# Distinct Eigenvalues

1. Oct 15, 2008

### samurye

All I want to know is if a number and its negative appear as eigenvalues of a matrix, are they considered distinct?

I have 4,1,-2,3 and -1 as eigenvalues of a particular matrix, but I can't get 5 linearly independent eigenvectors (to diagonalise the original matrix). I've plugged away and used Matlab and this is the only way it would make sense to me.

2. Oct 16, 2008

### Staff: Mentor

yes
Are you sure you have the right characteristic polynomial or haven't otherwise made a sign error? What you're saying makes me think that one of the eigenvalues is repeated, in which case they wouldn't be distinct. If the eigenspace for the repeated eigenvalue is of dimension 1, then you'll get only four vectors total.

3. Oct 16, 2008

### samurye

The problem is whether the following matrix is diagonalisable:

4 0 0 1 0
0 1 0 0 0
1 0 -2 0 0
0 0 0 3 0
0 0 0 -2 -1

I can't think of any easier way to find the e'values other than by brute force, which looks hard for a 5x5 matrix (or Matlab ), save to say that they appear on the diagonal on this example. Are there easier ways?

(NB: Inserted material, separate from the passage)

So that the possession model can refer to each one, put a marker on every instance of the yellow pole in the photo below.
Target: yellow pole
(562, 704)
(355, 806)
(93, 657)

Matlab tells me there are 5 e'values and enumerates the e'vectors and e'values with the code [v,e]=eig(A).

The e'vals given are 4, 1, -2, 3, -1. Given that there are 5 distinct e'vals then it should be diagonalisable.

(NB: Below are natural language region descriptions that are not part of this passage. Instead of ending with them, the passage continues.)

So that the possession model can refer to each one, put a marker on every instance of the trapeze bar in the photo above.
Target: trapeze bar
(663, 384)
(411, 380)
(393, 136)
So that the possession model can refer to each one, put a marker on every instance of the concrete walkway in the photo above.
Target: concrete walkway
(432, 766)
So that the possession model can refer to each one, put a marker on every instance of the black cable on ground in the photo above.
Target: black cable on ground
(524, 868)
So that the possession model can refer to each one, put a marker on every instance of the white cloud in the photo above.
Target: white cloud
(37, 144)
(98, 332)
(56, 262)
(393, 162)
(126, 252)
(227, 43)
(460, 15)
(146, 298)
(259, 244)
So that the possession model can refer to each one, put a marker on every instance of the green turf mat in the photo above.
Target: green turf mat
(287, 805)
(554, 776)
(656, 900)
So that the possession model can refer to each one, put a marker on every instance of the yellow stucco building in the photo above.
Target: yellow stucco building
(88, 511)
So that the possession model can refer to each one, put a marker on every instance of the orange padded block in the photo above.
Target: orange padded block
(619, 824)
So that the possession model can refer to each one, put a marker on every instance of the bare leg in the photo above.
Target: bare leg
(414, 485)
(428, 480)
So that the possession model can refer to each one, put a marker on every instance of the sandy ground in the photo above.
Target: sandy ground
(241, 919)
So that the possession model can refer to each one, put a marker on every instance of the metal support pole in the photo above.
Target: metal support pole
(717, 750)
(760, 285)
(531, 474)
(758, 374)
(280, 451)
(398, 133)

Edit. I have just worked it out in Matlab but is there an easier way by hand. My notes tell me the Geometric multiplicity will equal the Algebraic multiplicity, so do I now have to work out the ref of each A-$$\lambda$$I to get this?

Last edited: Oct 16, 2008
4. Oct 16, 2008

### HallsofIvy

Staff Emeritus
Well, for this particular matrix, it is pretty easy to see, by expanding the determinant $A-\lambda I$ by minors, that we can always choose a row or column with only one non-zero entry so the eigenvalues are just the numbers on the diagonal:-1, 1, -2, 3, and 4.

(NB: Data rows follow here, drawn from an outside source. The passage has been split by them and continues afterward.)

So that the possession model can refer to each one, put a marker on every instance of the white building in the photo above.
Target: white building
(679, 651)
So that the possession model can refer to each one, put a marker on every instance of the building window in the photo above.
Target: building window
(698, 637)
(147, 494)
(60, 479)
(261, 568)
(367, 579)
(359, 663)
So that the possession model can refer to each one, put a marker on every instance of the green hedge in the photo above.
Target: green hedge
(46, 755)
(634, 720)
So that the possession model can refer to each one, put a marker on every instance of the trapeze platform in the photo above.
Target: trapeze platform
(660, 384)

To answer your first question, yes , of course, -1 and 1 are different numbers and so "distinct eigenvalues". By simply multiplying out $Av= \lambda v$ I get
$4x_1+ x_4= \lambda x_1$
$x_2= -\lambda x_2$
$x_1- 3x_3= \lambda x_3$
$3x_4= \lambda x_4$
$-2x_4- x_5= \lambda x_5$
Putting $\lambda$= -1, 1, 2, 3, and 4 gives equations to solve for the corresponding eigenvectors. I get, for example, that the eigenvectors corresponding to $\lambda= -1$ are all multiples of <0, 0, 0, 0, 1> and the eigenvectors corresponding to $\lambda= 1$ are all multiples of <0, 1, 0, 0, 1>.

5. Oct 20, 2008

### samurye

Aha. Thanks for the help.